The U.S. Army has said it wants to expand its reach into the Pacific and soldiers hope that includes a new boot designed for tropical environments versus the arid and mountainous climates soldiers faced in Iraq and Afghanistan.
Service leaders are testing equipment designed for these jungle conditions to possibly update the gear issued to soldiers. Chief among these programs is the Army boot.
Soldiers like Sergeant 1st Class Desmond Politini, who completed jungle training in Malaysia this past year, said Friday at a Pentagon meeting with reporters that the service-issued boots failed to perform well in the jungle climate.
The Army started a program last April to test commercially available jungle boot designs under PEO Soldier's Soldier Enhancement Program where soldiers suggest equipment that would help them in the field.
PEO Soldier officials have tested commercially available jungle boot designs along with military models to include the Army's Vietnam-era Jungle Boot. Service officials said the testing will be completed Feb. 25 and the results will be reviewed March 11-13.
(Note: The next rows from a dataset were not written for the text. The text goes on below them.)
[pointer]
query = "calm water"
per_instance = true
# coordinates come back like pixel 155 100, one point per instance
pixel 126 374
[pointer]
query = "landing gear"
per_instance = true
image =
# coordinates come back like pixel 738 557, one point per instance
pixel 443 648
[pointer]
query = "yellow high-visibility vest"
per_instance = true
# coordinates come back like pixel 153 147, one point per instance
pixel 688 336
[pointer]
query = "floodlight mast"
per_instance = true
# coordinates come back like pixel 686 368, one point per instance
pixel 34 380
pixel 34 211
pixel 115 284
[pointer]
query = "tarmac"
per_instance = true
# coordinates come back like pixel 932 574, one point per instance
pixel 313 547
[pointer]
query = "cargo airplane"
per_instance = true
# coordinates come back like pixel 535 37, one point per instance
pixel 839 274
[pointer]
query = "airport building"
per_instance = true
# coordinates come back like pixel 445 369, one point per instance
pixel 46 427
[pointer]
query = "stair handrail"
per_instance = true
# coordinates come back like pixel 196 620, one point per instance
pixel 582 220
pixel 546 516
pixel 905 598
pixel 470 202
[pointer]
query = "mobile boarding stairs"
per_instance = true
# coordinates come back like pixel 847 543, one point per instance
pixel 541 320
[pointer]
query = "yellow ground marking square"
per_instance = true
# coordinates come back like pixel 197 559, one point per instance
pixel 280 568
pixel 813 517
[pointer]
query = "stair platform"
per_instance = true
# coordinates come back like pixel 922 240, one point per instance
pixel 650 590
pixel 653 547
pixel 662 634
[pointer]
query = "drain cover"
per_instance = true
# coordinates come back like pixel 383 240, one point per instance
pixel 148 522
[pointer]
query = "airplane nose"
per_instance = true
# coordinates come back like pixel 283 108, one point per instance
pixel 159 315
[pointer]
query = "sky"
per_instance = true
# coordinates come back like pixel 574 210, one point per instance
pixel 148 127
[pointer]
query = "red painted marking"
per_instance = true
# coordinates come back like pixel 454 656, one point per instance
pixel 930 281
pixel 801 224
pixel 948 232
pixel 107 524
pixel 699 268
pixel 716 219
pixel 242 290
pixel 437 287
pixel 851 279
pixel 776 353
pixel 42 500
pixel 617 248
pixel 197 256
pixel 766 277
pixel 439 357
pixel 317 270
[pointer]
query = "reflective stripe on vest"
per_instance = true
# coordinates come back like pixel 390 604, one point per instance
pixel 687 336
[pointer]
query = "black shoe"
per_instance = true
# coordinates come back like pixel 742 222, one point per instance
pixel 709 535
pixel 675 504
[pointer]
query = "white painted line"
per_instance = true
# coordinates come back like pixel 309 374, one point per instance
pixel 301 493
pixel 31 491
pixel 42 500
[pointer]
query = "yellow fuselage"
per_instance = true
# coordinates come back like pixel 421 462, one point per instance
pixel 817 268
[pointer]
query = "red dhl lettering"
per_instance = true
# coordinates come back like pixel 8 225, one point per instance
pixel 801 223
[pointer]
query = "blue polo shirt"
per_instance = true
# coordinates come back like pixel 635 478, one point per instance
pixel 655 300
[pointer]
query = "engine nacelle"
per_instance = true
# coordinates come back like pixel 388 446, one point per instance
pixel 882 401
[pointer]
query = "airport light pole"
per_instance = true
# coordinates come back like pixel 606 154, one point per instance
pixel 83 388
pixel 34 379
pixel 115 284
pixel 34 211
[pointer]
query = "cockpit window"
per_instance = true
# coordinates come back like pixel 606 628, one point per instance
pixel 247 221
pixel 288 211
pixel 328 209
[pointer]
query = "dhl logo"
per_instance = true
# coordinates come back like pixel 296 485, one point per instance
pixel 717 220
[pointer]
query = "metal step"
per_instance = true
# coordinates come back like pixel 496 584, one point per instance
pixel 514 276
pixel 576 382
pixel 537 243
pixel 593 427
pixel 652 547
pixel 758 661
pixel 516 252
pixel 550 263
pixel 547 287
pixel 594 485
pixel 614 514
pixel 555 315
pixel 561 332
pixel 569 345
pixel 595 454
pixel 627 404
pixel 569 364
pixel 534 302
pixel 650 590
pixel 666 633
Army will then provide the data analysis to the Maneuver Center of Excellence and decide whether the service wants to develop requirements for a hot weather tropical boot. Army officials will have a number of options it could pursue to include a service-wide issued jungle boot, a boot issued to units deploying to tropical climates, or even no new jungle boot at all.
"The ongoing Soldier Enhancement Program (SEP) Jungle boot initiative will reveal through data collection and soldier feedback the best salient characteristics for a future hot weather tropical boot," PEO Soldier said in a statement.
Soldiers wore Vietnam War-style jungle boots up until a decade ago when the service transitioned to the current, desert-style combat boots that include hot and temperate climate designs.
PEO Soldier said it has tested the jungle boot designs to stand up to a range of tropical scenarios. For example, Col. Robert F. Mortlock, project manager for Soldier Protection and Individual Equipment, said last March that the Army would like its jungle boot to dry quickly after being submerged in water.
The boot also needs to be lightweight and breathable to keep feet comfortable in hot and humid conditions. Traction is another key characteristic to offer soldiers solid footing in muddy terrain.
The Army has yet to reveal what commercially available jungle boots it has tested as part of the program. It also has not said how many boots have been tested.